【FF15】 同じ夢を、あなたと (イグニス・R18)
第25章 証
今日のせめてものお礼にとグレイスに一番風呂を譲られ、一足先に湯上がりをリビングで涼んでいると、グレイスがドライヤーを片手に戻ってきた。
「イグニスごめん、うるさくなっちゃうけどこっちで髪の毛乾かしていいかな?」
わーリビング涼しい〜、と湯上がりの熱がクーラーで冷えていくのを喜んでいる、公の場では決して見られないリラックスしたグレイスの様子が微笑ましい。

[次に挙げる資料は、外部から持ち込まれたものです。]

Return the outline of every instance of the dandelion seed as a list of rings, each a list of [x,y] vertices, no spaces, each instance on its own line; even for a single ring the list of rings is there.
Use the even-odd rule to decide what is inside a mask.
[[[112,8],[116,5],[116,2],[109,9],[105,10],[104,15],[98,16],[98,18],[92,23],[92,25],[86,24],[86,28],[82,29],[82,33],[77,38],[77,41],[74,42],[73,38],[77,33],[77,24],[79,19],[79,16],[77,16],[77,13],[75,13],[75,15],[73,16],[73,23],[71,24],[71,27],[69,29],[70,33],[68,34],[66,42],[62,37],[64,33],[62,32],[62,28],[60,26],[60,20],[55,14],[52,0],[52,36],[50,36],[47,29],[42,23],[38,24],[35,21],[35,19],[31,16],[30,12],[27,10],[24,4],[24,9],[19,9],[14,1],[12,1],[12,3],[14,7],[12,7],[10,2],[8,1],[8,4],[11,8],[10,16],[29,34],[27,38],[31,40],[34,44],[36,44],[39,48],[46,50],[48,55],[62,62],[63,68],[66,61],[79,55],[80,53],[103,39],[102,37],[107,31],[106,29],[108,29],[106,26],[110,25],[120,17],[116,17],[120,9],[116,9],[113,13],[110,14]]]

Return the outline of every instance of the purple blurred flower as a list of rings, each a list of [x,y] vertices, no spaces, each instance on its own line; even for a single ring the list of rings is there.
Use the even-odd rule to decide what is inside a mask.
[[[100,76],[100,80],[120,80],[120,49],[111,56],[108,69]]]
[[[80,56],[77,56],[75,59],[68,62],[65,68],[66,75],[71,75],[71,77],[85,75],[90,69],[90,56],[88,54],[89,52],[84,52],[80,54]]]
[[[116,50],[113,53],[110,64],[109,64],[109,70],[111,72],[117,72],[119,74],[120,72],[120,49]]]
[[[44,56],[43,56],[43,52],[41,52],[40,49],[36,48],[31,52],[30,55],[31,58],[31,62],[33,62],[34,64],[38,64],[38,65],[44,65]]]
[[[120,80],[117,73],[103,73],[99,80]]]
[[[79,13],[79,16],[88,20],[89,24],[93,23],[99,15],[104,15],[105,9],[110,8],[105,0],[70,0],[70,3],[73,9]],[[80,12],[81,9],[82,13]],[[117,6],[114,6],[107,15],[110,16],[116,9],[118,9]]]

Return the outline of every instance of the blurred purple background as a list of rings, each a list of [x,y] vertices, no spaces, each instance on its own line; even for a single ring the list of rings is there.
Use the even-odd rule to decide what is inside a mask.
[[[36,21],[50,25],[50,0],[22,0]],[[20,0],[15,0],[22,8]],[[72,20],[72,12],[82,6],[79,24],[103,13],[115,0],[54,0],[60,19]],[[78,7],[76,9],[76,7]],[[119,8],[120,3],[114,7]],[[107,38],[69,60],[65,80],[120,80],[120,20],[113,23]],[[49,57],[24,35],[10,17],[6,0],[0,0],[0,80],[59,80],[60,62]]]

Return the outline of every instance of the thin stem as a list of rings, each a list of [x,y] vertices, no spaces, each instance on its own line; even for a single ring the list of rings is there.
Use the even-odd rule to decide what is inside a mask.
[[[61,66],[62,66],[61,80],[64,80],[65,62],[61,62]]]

二人分の湯上がりの湿気が籠もった洗面所ほさぞ蒸し暑かったのだろう。
「あぁ、もちろん構わない。向こうは暑かっただろう。
そうだ、もし良ければ今日はオレがグレイスの髪を乾かしても良いだろうか?」
「えっ。ダメじゃないけど…自分でやるよ?」
「いいや、オレがやりたいんだ」
グレイスからドライヤーを受け取り、イスへと座らせる。
後ろへ回って見ると、長く伸びた毛先からはまだ重たそうに水が滴っており、先にもう少し拭いた方が良さそうだ。
グレイス肩にかかっているタオルを手に取り、そっと頭皮や毛束をきゅ、きゅ、と包んでいく。
「すごく優しく拭いてくれてるよね、ありがとう」
「当然だ」
自分の髪に対しては時間優先で雑にゴシゴシとタオルで擦ってしまうが、ここもグレイスの身体の一部なのだと思うと丁寧に扱ってやりたくなる。
ある程度水気が取れたところでドライヤーを手にしようとしたところ、その前にアウトバストリートメントなるものを付けるのだと教えられる。それを手で付けた後、全体に馴染ませる為に目の荒い櫛で髪を梳かすのだが、上から一気に通そうとすると絡まりに引っかかることがあるので毛先の方から徐々に…と。
それからようやくドライヤーの風で乾かしていくのだが、オレの短い頭髪とは異なり、長い髪が重なる頭皮を乾かしていくのはなかなかに時間のかかる工程だった。
そして、最後は冷風を当ててキューティクルを整えて仕上げとしているらしい。